Burada Metallica’yı Dio’yu anmamakla ilgili kınayanlara bir çift lafım var; Metallica metal hareketini ateşleyen NWOBHM’ı, yaptığı coverlarla, Lars’ın seçtiği şarkılardan oluşan duble toplama ile akıllara getiren, bir çok eski NWOBHM grubunu tekrar müziğe döndüren, vefaysa en kralını defalarca yapmış müstesna bir gruptur. Yorgunluğuna verelim Dio’dan bahsetmemesini… Ardından Trapped Under Ice ve kapanışta seek and destroyla sesimizin son kırıntılarını anırarak tukettik. Artık onlar da tükenmişti tabi.
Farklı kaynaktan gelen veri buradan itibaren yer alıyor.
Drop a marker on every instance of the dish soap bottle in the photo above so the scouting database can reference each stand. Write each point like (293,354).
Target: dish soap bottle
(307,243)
Bir ara Lars bir boğaz hareketi ile ben bittim mi yaptı, hatta bir de baget mi düşürdü ne ama başta yazdığım gibi turnenin son konseri için dehşet bir performans gösterdiler…

Bu arada anladık ki Am I evil’i film için yapmışlar, keşke film için Istanbul konserini seçselermiş… Aradan 17 saat geçti, hala çınlıyor kulaklarım. Sizi seviyorum. Heavy Metal’i sizden de çok seviyorum. Hangi müzikte böyle bir enerji var? Seyirciyi böyle galeyana getirme var? Karşılıklı iletişim var?

Sanırsam bir dahaki Metallica konserine gitmek için 17 sene beklemeyeceğim:) Ha bu arada bugün benim doğum günüm! Bir gün önce anıra anıra benimle kutlama yapan 55 bin kişiye çok teşekkür ederim:)

ooooo metallica oleyyyyy
metallica oley metallica oley
metallica oleyyyy oooo ...

Önemli Not: Blogdaki tüm Sonisphere fotoları, Festivalin Resmi Fotoğrafçılarına aittir!

4 yorum:

sallanyuvarlan.blogspot.com dedi ki...

Metalika seneyede gelir çok seviyorlarmış ya burayı ondan:):)

Majesty dedi ki...

Yeni bir cover albüm fikri bildiğim kadarıyla yok abi. Bir sonraki albüm de en az 2-3 sene sonra çıkacaktı(bugünkü tarihten) son demeçlere göre.

Tabii bu arayı pek boş geçirmezler, yoğun tempo olmasa da uzun süredir konsersiz bir yıl pek geçirmediler. 2011'de de 10 konserlik özel bir turne planları vardı. Metallica'nın The Wall'ı olacak demişti Lars.

Bu arada The Wall kadar iyi değil, Metallica'nın The Wall'ı dendi. Aradaki farkı belirteyim de zıplamasın kimse :)

canadian dedi ki...

sahane bir yazi. sanki orada imisim gibi, iligime kadar hissettim. metallica'nin sarki secimleri muhtesemmis. onu anladim. ozellikle eskilerden calmis olmasi cok guzel.

anthrax'i (state of euphoria)be all end all'a dek cok severek dinledim. indians, skeletons in the closet ve tabii anti-social...

megadeth denince aklima hep peace sells ve killing is my business gelir. ama mary jane ve hook in mouth'in yeri bende nedense apayridir. " I'm not a fish. I'm a man. Hook - In - Mouuutttth " .

eline saglik yorumlar icin.

saygilarimla,

canadian

JAMES WHITE dedi ki...

Bu festivale işlerim sebebiyle katılamadığım için gerçekten çok üzgünüm. Sahneye çıkan grupların hepsini daha önce birer kez izlemiş olmanın verdiği bir teselli içindeyim ama görünen o ki çok şey kaçırmışım.